Puis-je améliorer la vitesse de mon site sans toucher au code ?
Oui, plusieurs actions ne nécessitent pas d’intervenir dans le code. Vous pouvez désactiver les extensions inutilisées, installer un plugin de cache comme WP Super Cache ou W3 Total Cache, et compresser vos images avant de les téléverser. Ces interventions sont accessibles depuis l’interface WordPress. En revanche, optimiser le thème, configurer un CDN ou changer d’hébergeur demandent une intervention technique.
Mon site est lent uniquement sur mobile. Pourquoi ?
Un mobile traite les mêmes fichiers qu’un ordinateur de bureau, mais avec un processeur moins puissant et souvent une connexion plus lente. Les scripts JavaScript lourds, les images non redimensionnées pour les petits écrans et l’absence de mise en cache accentuent l’écart entre les deux. Sur 49 sites mesurés le 7 août 2026, le score de performance mobile médian est de 61/100, contre 90/100 en desktop : l’écart est systématique et s’explique par ces différences de conditions.
La lenteur de mon site nuit-elle à mon référencement ?

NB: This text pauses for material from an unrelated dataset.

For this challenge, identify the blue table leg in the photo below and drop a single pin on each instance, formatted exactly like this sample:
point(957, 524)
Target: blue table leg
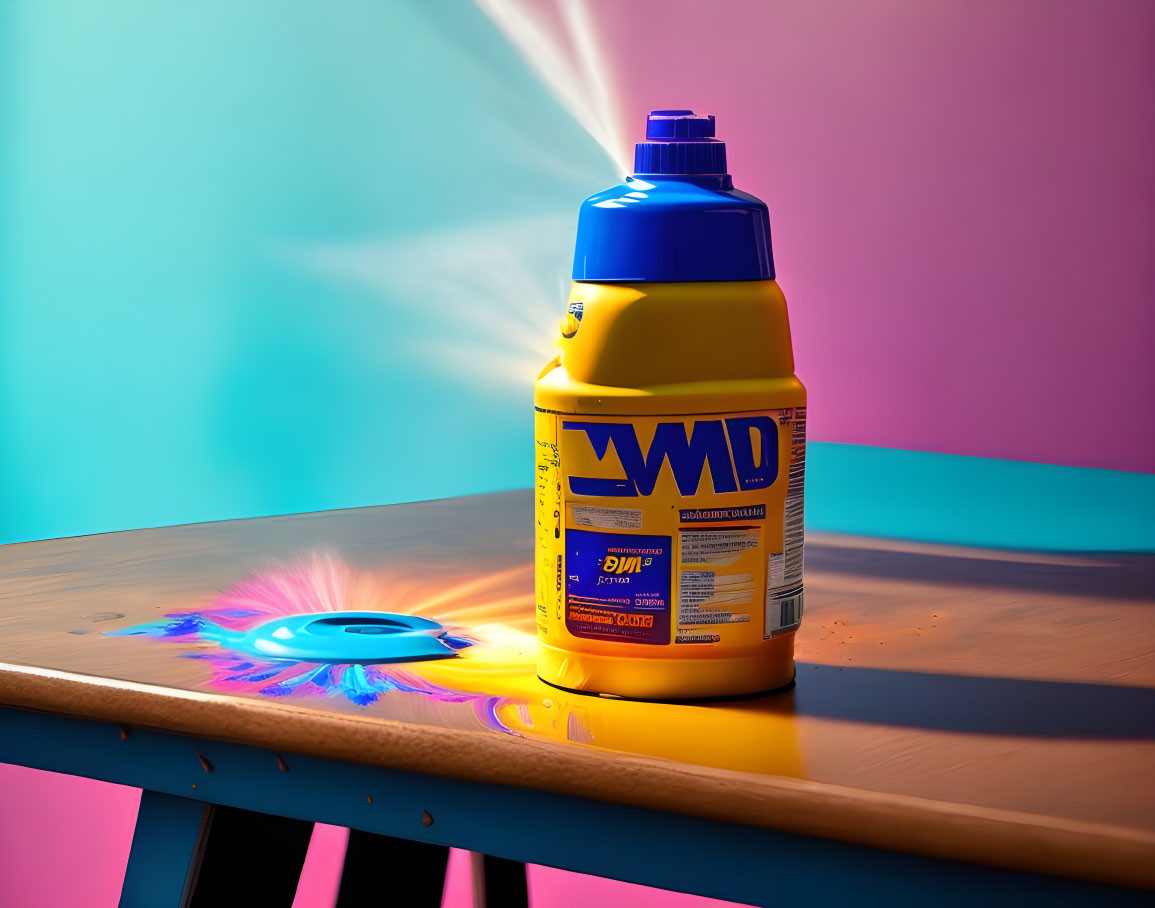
point(168, 846)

Les Core Web Vitals, dont le LCP fait partie, sont des signaux que Google intègre dans l’évaluation des pages. Un site lent sur mobile ne sera pas simplement mal classé par rapport à ses concurrents qui offrent une expérience plus rapide : il sera aussi moins favorisé dans les résultats sur les requêtes où la performance est un facteur discriminant. Corriger les problèmes de vitesse est donc cohérent avec tout travail de référencement.
Quels outils autres que PageSpeed Insights peut-on utiliser ?
GTmetrix et WebPageTest sont deux alternatives gratuites qui donnent des informations complémentaires, notamment sur la cascade des ressources chargées (waterfall). Ils permettent de voir quels fichiers se chargent en premier et lesquels bloquent l’affichage. Ces outils complètent utilement PageSpeed Insights pour affiner le diagnostic, sans le remplacer pour une première mesure.